# What constitutes a well bred GSD?



## gsdlover91 (Jul 21, 2012)

What traits does a well bred GSD have? Obviously a great temperament and strong nerves, but how do you know if your dog has strong nerves and a great temperament? Curious as to what traits people consider a well bred GSD to have.


Sent from Petguide.com Free App


----------



## llombardo (Dec 11, 2011)

I had no clue and I'm guessing neither did the people that bred my dog, but they did something right. I have come to the conclusion that I might just be plain lucky to end up with the dog I got. The breed standard really says it all. I think the best temperament test is probably the evaluation for schutzhund. I having been watching my dog's temperament and nerves since she was a puppy and she is kinda still the same, but in a more mature way. She doesn't bark at people, she stares. Really she only barks when she feels necessary and it doesn't matter that the other two dogs in the house are barking, she does her own thing. She stays right with me and circles me(I guess to make sure I'm okay and still with her). She is confident and bold, ready to take on the world and succeed..I have never seen her fail at anything that she has tried. She recovers immediately from things that might startle her, like people coming out of nowhere in the dark. She is great with kids, she doesn't go out of her way to acknowledge strangers, and she is good with other dogs(for some reason she loves small dogs). Her prey drive is med to high, she loves to play, chase, and learn. She is just so loyal and versatile, which makes me just love the breed. Now I have to go give her kisses:wub:


----------



## gsdlover91 (Jul 21, 2012)

llombardo said:


> I had no clue and I'm guessing neither did the people that bred my dog, but they did something right. I have come to the conclusion that I might just be plain lucky to end up with the dog I got. The breed standard really says it all. I think the best temperament test is probably the evaluation for schutzhund. I having been watching my dog's temperament and nerves since she was a puppy and she is kinda still the same, but in a more mature way. She doesn't bark at people, she stares. Really she only barks when she feels necessary and it doesn't matter that the other two dogs in the house are barking, she does her own thing. She stays right with me and circles me(I guess to make sure I'm okay and still with her). She is confident and bold, ready to take on the world and succeed..I have never seen her fail at anything that she has tried. She recovers immediately from things that might startle her, like people coming out of nowhere in the dark. She is great with kids, she doesn't go out of her way to acknowledge strangers, and she is good with other dogs(for some reason she loves small dogs). Her prey drive is med to high, she loves to play, chase, and learn. She is just so loyal and versatile, which makes me just love the breed. Now I have to go give her kisses:wub:



Aw, excellent explanation. Happy for you that you have such an awesome (well bred) dog!  Berlin and I really cannot wait to meet/play with her! See Berlin has a lot of the traits you explained also...BUT he is overly friendly with strangers, he just HAS to say hello to everyone. Does this mean anything? Do you think it will change as he matures? Does it mean anything regarding his temperament/nerves?


----------



## mehpenn (May 22, 2006)

I guess my opinion on a well bred dog would depend on what the dog is being bred FOR? 
My girl is out of working lines, she's been bred to work, and she loves a job and wants to succeed. I think a physically correct dog, one that meets breed requirements, that is of sound mind, confident and loyal, and that comes from a proven lineage, could be considered a well bred dog. 
Obviously if you're not looking for a working dog, and want a dog with less drive, then my dog, you may not consider well bred?


----------



## gsdlover91 (Jul 21, 2012)

mehpenn said:


> I guess my opinion on a well bred dog would depend on what the dog is being bred FOR?
> My girl is out of working lines, she's been bred to work, and she loves a job and wants to succeed. I think a physically correct dog, one that meets breed requirements, that is of sound mind, confident and loyal, and that comes from a proven lineage, could be considered a well bred dog.
> Obviously if you're not looking for a working dog, and want a dog with less drive, then my dog, you may not consider well bred?
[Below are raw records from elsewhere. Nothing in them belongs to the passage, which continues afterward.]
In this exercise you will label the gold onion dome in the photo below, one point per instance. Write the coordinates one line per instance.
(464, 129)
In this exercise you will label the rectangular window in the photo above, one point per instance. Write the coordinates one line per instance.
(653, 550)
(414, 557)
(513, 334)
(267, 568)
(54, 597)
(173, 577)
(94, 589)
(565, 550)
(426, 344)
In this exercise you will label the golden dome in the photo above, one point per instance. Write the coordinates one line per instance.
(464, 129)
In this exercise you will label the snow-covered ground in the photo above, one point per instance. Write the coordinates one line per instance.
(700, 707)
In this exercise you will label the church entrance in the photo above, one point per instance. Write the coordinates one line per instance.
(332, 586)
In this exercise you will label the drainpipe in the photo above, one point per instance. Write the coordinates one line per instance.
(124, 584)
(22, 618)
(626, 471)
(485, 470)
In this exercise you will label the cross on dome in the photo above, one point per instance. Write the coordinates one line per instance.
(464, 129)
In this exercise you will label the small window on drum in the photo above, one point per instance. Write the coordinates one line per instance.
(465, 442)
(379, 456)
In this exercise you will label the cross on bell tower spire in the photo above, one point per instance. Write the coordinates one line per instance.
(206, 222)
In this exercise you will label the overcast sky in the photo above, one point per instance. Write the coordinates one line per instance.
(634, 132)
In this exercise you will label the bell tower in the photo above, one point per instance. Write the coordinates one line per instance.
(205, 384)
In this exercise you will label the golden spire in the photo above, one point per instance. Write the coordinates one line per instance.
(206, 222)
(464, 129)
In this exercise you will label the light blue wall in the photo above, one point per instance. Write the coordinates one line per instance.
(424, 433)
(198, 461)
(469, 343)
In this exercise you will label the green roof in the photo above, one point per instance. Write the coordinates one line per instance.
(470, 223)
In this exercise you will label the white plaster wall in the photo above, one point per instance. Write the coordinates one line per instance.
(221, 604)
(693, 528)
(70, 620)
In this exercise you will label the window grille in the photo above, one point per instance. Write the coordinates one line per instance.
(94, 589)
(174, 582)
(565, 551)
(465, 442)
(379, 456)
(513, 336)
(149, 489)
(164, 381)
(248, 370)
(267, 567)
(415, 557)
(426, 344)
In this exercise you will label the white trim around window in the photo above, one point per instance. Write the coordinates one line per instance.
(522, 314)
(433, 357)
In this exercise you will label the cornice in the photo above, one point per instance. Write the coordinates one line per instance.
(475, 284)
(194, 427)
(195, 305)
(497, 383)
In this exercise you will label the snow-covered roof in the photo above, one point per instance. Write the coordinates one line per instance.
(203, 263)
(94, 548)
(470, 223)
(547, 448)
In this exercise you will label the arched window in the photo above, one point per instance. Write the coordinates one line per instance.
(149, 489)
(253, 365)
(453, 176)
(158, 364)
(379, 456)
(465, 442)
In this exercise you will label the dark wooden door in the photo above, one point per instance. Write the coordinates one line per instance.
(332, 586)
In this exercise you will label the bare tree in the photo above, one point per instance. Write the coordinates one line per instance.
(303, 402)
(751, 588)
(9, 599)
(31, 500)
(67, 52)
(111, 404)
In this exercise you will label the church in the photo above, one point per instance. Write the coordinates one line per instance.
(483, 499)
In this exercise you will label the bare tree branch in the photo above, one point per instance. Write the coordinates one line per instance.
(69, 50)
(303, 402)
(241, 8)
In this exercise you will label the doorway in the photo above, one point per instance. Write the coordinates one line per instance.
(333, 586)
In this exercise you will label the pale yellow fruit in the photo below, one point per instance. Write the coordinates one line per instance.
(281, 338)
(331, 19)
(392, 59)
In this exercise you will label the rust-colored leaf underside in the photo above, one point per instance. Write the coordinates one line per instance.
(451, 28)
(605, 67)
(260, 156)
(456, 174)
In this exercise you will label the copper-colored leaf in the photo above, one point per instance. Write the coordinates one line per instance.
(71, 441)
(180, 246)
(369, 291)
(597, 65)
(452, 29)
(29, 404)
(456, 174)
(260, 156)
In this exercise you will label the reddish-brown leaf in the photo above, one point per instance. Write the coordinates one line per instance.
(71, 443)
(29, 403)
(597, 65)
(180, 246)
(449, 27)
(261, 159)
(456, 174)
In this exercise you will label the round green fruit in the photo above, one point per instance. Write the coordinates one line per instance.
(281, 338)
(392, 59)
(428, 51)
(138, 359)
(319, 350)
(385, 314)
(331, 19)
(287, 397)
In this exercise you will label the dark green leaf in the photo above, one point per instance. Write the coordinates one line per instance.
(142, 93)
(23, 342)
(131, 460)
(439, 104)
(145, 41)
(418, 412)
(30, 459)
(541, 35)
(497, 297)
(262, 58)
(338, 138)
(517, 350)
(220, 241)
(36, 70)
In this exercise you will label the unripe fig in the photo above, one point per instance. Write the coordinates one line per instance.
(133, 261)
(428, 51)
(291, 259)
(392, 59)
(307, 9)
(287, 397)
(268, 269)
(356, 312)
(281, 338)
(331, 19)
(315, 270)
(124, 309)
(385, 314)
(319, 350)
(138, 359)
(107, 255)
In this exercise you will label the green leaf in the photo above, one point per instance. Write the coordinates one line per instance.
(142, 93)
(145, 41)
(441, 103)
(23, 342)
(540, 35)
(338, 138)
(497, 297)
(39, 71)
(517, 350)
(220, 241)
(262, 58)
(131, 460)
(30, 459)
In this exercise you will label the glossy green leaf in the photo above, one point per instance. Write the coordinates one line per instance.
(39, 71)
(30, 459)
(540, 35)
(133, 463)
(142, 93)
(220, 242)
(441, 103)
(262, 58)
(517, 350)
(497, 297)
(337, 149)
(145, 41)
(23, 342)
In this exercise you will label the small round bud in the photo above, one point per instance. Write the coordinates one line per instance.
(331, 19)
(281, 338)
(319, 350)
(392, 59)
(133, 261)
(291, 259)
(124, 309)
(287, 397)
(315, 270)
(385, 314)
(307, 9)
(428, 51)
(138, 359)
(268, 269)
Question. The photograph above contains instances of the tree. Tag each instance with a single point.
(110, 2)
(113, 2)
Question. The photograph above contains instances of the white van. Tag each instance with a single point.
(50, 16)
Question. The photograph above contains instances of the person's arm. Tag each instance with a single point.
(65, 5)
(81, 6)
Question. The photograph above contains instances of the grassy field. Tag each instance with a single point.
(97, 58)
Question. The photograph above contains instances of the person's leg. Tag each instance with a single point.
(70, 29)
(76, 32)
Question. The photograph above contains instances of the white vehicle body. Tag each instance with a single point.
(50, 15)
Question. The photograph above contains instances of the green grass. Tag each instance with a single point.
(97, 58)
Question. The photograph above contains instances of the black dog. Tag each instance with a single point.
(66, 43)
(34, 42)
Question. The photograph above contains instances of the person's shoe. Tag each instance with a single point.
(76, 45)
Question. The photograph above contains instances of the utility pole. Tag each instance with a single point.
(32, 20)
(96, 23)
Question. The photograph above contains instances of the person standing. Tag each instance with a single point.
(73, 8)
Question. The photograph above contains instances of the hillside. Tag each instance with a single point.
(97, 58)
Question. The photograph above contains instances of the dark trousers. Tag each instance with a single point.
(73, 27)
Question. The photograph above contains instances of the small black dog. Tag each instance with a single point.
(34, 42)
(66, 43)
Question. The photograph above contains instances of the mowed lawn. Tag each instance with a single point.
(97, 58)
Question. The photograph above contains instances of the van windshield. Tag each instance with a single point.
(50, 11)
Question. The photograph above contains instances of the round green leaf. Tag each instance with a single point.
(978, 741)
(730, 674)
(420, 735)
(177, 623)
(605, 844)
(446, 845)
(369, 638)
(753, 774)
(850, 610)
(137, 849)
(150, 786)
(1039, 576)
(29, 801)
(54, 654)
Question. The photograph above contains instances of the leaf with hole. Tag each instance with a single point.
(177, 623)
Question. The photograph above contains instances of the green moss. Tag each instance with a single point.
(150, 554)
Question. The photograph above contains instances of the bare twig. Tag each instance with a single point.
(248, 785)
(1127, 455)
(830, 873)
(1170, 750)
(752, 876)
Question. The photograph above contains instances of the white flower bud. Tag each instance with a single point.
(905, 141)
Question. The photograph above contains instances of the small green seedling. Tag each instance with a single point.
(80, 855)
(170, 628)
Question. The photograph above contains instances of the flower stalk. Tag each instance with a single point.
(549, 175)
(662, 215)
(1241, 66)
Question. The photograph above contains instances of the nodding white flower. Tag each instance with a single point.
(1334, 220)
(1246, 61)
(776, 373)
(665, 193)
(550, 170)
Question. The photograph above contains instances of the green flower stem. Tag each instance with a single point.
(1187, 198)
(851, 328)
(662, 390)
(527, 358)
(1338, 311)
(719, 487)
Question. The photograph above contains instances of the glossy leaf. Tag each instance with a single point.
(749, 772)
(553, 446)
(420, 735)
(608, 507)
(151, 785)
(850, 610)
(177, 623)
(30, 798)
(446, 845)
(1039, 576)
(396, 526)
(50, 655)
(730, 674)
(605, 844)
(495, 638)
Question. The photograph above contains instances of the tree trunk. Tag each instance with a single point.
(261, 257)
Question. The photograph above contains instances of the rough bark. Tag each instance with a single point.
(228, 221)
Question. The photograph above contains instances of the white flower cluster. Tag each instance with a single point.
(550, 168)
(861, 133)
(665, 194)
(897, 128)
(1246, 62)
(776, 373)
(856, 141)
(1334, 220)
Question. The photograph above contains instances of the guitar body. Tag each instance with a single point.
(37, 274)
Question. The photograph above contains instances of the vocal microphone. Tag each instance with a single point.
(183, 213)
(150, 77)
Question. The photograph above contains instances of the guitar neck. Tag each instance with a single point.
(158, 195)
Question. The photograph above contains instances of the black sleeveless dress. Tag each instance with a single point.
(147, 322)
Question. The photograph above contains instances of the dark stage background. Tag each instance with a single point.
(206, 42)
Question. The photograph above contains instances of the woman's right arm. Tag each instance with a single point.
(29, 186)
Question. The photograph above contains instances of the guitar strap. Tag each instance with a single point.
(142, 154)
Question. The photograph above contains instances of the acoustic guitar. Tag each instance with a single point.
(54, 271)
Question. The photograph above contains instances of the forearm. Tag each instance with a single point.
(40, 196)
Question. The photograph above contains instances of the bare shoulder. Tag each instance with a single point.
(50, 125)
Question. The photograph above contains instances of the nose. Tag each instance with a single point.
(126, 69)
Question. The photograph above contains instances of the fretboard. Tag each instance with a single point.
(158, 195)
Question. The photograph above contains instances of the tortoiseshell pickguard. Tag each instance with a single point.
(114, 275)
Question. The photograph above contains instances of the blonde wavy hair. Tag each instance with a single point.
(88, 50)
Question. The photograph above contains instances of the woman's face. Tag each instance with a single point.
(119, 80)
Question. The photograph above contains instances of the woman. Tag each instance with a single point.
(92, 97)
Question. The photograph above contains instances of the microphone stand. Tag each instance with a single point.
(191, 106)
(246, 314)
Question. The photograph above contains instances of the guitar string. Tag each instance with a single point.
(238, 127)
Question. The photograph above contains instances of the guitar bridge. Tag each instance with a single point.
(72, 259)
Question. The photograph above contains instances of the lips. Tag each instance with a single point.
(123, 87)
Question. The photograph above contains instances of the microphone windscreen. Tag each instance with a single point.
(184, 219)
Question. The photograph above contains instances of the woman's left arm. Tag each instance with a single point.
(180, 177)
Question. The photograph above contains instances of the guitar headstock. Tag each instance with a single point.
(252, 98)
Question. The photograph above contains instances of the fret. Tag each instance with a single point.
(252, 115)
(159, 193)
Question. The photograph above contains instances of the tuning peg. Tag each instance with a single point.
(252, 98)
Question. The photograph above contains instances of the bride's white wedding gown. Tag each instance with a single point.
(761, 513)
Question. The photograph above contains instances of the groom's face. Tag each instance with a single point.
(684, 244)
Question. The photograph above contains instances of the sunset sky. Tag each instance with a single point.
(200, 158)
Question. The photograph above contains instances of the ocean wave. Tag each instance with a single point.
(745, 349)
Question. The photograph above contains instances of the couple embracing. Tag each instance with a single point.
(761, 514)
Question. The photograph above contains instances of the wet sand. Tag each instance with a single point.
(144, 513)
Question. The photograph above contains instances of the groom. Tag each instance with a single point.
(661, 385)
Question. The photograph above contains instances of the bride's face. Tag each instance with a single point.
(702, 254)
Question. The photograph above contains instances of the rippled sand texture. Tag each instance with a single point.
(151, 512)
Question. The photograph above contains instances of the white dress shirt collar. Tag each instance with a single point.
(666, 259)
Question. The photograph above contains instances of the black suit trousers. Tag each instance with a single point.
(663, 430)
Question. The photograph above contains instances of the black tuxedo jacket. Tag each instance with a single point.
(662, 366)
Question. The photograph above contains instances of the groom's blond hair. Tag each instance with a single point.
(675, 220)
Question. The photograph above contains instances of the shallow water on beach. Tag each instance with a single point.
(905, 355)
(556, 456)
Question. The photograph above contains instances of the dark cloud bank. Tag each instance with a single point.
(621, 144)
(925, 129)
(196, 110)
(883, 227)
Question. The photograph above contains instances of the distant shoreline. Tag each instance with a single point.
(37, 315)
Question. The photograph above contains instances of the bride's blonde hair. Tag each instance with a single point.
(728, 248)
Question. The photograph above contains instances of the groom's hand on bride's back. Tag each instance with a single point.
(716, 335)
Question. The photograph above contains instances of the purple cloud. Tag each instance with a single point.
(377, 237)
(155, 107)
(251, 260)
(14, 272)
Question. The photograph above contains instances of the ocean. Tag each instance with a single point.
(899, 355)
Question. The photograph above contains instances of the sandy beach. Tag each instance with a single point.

Well, you are correct. But I guess I mean, according to the breed standard of the temperament. What MAKES a good GSD, a sound GSD, one with good nerves. Sorry, I suck at wording this, but how would I know if I have a dog with good nerves, sound temperament etc, in all situations. Even if I wasnt looking for a working line (i am for my next dog), your dog does sound like a WELL BRED GSD, overall. Sounds exactly like how they are supposed to be!


----------